Kepercayaan pada “yang adikodrati”, merupakan bagian integral dari kehiupan manusia, baik terbentuk dalam sebuah lembaga transendental yang disebut “agama” maupun tidak diagamakan.

Kendati demikian, konsep dan keyakinan tentang Tuhan telah berkembang dan terpecah dalam beberapa aliran ketuhanan.

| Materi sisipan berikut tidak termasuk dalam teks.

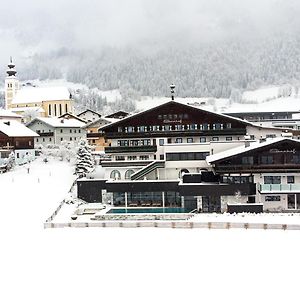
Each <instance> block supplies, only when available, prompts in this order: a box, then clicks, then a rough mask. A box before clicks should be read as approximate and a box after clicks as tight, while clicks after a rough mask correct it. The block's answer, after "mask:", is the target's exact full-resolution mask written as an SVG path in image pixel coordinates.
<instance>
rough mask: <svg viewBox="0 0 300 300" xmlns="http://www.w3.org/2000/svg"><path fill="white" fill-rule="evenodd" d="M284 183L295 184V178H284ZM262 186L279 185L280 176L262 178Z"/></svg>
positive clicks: (279, 180) (280, 181)
mask: <svg viewBox="0 0 300 300" xmlns="http://www.w3.org/2000/svg"><path fill="white" fill-rule="evenodd" d="M286 183H290V184H293V183H295V176H286ZM264 184H281V176H264Z"/></svg>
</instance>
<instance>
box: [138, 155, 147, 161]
mask: <svg viewBox="0 0 300 300" xmlns="http://www.w3.org/2000/svg"><path fill="white" fill-rule="evenodd" d="M148 159H149V155H141V156H140V160H148Z"/></svg>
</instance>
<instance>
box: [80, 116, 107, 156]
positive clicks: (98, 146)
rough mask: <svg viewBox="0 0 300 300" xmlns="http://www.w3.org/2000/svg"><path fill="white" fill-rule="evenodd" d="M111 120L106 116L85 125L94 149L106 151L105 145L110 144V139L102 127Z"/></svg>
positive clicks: (87, 138) (96, 150) (99, 118)
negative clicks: (105, 117)
mask: <svg viewBox="0 0 300 300" xmlns="http://www.w3.org/2000/svg"><path fill="white" fill-rule="evenodd" d="M110 123H111V122H110V121H108V120H107V119H105V118H99V119H97V120H96V121H93V122H90V123H88V124H86V125H85V126H83V129H85V130H86V132H87V140H88V143H89V145H90V146H92V147H93V150H94V151H104V147H107V146H110V141H109V140H107V139H106V137H105V135H104V133H103V132H102V131H101V127H102V126H104V125H107V124H110Z"/></svg>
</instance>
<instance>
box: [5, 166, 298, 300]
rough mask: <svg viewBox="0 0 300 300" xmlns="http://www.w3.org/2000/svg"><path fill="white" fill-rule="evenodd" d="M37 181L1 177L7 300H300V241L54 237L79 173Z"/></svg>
mask: <svg viewBox="0 0 300 300" xmlns="http://www.w3.org/2000/svg"><path fill="white" fill-rule="evenodd" d="M27 172H28V170H27V168H26V167H19V168H17V169H16V170H15V171H13V172H10V173H6V174H0V190H1V218H0V222H1V248H0V249H1V250H0V252H1V256H0V257H1V265H0V270H1V271H0V272H1V273H0V274H1V289H0V298H1V299H5V300H10V299H14V300H15V299H18V300H19V299H30V300H35V299H39V300H40V299H43V300H44V299H46V300H48V299H58V300H65V299H202V298H203V299H206V300H207V299H289V300H291V299H299V292H298V286H299V274H298V273H299V268H300V260H299V257H298V256H299V251H300V233H299V232H298V231H283V230H239V229H230V230H206V229H193V230H180V229H176V230H175V229H158V228H136V229H124V228H88V229H87V228H82V229H74V228H65V229H48V230H44V229H43V222H44V221H45V219H46V218H47V217H48V216H49V215H50V214H51V213H52V212H53V210H54V209H55V208H56V207H57V206H58V204H59V203H60V201H61V200H62V199H63V198H64V196H65V195H66V193H67V191H68V190H69V187H70V185H71V183H72V181H73V179H74V178H73V175H72V169H71V168H70V167H69V166H68V165H67V164H66V163H63V162H55V161H50V162H49V163H47V164H45V163H43V162H40V161H35V162H33V163H32V164H31V166H30V170H29V174H28V173H27Z"/></svg>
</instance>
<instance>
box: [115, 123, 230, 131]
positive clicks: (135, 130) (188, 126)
mask: <svg viewBox="0 0 300 300" xmlns="http://www.w3.org/2000/svg"><path fill="white" fill-rule="evenodd" d="M230 128H231V123H226V124H223V123H213V124H208V123H204V124H188V125H184V124H179V125H178V124H176V125H153V126H137V127H135V126H127V127H124V128H123V127H118V132H126V133H130V132H147V131H150V132H151V131H184V130H223V129H230Z"/></svg>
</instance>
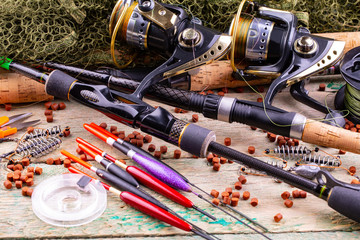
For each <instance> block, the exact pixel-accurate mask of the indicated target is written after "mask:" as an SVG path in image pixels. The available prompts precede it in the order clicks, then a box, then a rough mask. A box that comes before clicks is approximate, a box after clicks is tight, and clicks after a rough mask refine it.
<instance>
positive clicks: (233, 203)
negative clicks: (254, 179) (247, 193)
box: [230, 197, 239, 207]
mask: <svg viewBox="0 0 360 240" xmlns="http://www.w3.org/2000/svg"><path fill="white" fill-rule="evenodd" d="M238 203H239V198H236V197H232V198H231V203H230V206H232V207H236V206H237V205H238Z"/></svg>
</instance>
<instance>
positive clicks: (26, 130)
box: [26, 126, 35, 133]
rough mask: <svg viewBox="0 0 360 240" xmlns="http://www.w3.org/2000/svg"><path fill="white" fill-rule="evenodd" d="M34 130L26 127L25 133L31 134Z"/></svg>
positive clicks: (31, 128)
mask: <svg viewBox="0 0 360 240" xmlns="http://www.w3.org/2000/svg"><path fill="white" fill-rule="evenodd" d="M34 130H35V128H34V127H31V126H30V127H28V128H27V129H26V132H27V133H33V132H34Z"/></svg>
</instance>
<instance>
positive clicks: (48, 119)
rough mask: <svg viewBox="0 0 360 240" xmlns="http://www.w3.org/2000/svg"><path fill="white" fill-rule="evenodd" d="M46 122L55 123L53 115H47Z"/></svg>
mask: <svg viewBox="0 0 360 240" xmlns="http://www.w3.org/2000/svg"><path fill="white" fill-rule="evenodd" d="M46 121H47V122H53V121H54V117H53V116H52V115H47V116H46Z"/></svg>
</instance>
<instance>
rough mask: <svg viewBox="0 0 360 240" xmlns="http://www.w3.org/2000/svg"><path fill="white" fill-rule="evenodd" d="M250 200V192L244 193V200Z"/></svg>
mask: <svg viewBox="0 0 360 240" xmlns="http://www.w3.org/2000/svg"><path fill="white" fill-rule="evenodd" d="M249 198H250V192H249V191H245V192H243V199H244V200H248V199H249Z"/></svg>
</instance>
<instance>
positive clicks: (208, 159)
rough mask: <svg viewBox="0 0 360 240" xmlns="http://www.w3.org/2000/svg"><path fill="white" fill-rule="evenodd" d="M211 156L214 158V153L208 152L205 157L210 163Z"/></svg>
mask: <svg viewBox="0 0 360 240" xmlns="http://www.w3.org/2000/svg"><path fill="white" fill-rule="evenodd" d="M213 158H214V155H213V154H212V153H209V154H208V155H207V157H206V160H207V161H208V162H210V163H211V162H212V160H213Z"/></svg>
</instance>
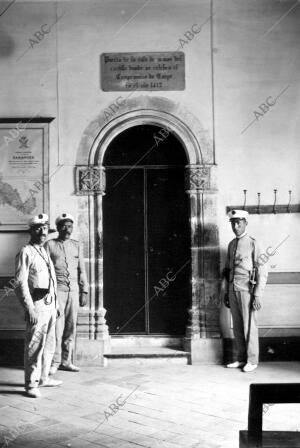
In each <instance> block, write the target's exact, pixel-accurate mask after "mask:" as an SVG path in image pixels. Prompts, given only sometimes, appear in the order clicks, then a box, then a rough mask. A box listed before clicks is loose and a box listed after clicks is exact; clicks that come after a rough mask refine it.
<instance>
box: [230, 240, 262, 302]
mask: <svg viewBox="0 0 300 448" xmlns="http://www.w3.org/2000/svg"><path fill="white" fill-rule="evenodd" d="M261 254H262V251H261V248H260V246H259V244H258V242H257V241H256V239H255V238H252V237H251V236H249V235H248V234H247V233H246V234H244V235H243V236H242V237H240V238H234V239H233V240H232V241H231V242H230V243H229V246H228V251H227V260H226V266H225V270H226V272H227V275H226V279H227V292H228V293H229V292H230V291H248V292H250V282H249V280H250V276H251V273H252V269H253V267H255V270H256V276H255V280H256V285H255V288H254V296H256V297H261V296H262V295H263V292H264V289H265V286H266V283H267V279H268V268H267V264H266V263H263V262H261V261H260V260H259V256H260V255H261Z"/></svg>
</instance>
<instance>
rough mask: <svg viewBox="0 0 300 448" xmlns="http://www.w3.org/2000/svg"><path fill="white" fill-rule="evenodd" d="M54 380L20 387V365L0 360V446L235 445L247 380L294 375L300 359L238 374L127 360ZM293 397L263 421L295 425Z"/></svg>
mask: <svg viewBox="0 0 300 448" xmlns="http://www.w3.org/2000/svg"><path fill="white" fill-rule="evenodd" d="M56 377H57V378H59V379H62V380H63V381H64V383H63V386H61V387H60V388H41V392H42V394H43V397H42V398H41V399H30V398H27V397H25V396H24V394H23V371H22V370H21V369H14V368H4V367H2V368H0V434H1V437H0V447H1V448H2V447H4V446H7V445H8V446H10V447H11V448H13V447H30V448H35V447H37V448H44V447H53V448H57V447H72V448H77V447H78V448H85V447H87V448H88V447H94V448H95V447H96V448H97V447H116V448H129V447H130V448H137V447H150V448H183V447H198V448H217V447H222V448H238V435H239V430H240V429H246V426H247V411H248V394H249V384H250V383H252V382H300V363H264V364H261V365H260V367H259V369H258V370H257V371H256V372H253V373H251V374H244V373H242V372H240V371H239V370H229V369H224V368H223V367H222V366H188V365H177V364H171V363H170V364H168V363H163V364H162V365H154V366H151V365H138V364H135V365H132V364H130V363H128V364H126V363H124V362H122V364H121V365H120V366H118V365H116V364H114V365H113V366H109V367H106V368H100V367H85V368H82V369H81V372H80V373H69V372H59V373H58V374H57V375H56ZM299 410H300V404H299V405H297V404H293V405H290V404H287V405H274V406H272V407H270V408H269V409H268V410H267V412H266V413H265V415H264V429H267V430H276V429H277V430H291V431H296V430H300V412H299ZM4 437H6V439H5V438H4Z"/></svg>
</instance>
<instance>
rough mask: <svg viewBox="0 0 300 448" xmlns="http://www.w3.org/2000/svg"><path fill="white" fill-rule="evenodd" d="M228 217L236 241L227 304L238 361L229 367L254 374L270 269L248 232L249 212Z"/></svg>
mask: <svg viewBox="0 0 300 448" xmlns="http://www.w3.org/2000/svg"><path fill="white" fill-rule="evenodd" d="M228 217H229V220H230V222H231V227H232V230H233V233H235V235H236V238H235V239H233V240H232V241H231V242H230V243H229V246H228V252H227V260H226V266H225V270H224V271H225V278H226V280H227V292H226V294H225V297H224V303H225V305H226V306H227V308H230V309H231V314H232V321H233V333H234V337H235V341H236V344H237V361H235V362H233V363H230V364H227V367H229V368H239V367H242V368H243V372H252V371H253V370H255V369H256V368H257V365H258V358H259V340H258V328H257V311H258V310H259V309H260V308H261V297H262V294H263V291H264V288H265V285H266V282H267V277H268V270H267V266H266V263H262V262H260V261H259V257H260V255H261V251H260V248H259V244H258V242H257V241H256V239H254V238H252V237H251V236H249V235H248V234H247V232H246V227H247V225H248V221H247V218H248V212H247V211H245V210H231V211H230V212H229V213H228Z"/></svg>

Tuhan sejak babak pertama peradaban sampai sekarang telah menjadi objek pengimanan dan penolakan. Manusia, sebelum dibagi dalam kelompok agama bahkan sebelum dibagi dalam kelompok monteis dan politeis, telah terbagi dalam dua aliran besar, ateisme dan teisme. Istilah ini berasal dari kata Yunani atheos (tanpa Tuhan) dari a (tidak) dan theos (Tuhan). Ia adalah aliran yang menolak adanya Tuhan Pencipta alam semesta. Dalam bahasa Arab disebut Al-ilhad.

Tuhan sebagai Realitas

Mestinya kata apapun takkan bisa menjelaskan RealitasNya. Ia bukan kata, bukan nama dan bukan pikiran.

Singkatnya, para mistikus sejati melihat Tuhan sebagai Realitas. Para filsuf dan para teolog memandangNya sebagai konsep. Para agamawan anti nalar menafsirkanNya sebagai Nama. Lainnya memperlakukanNya sebagai kata.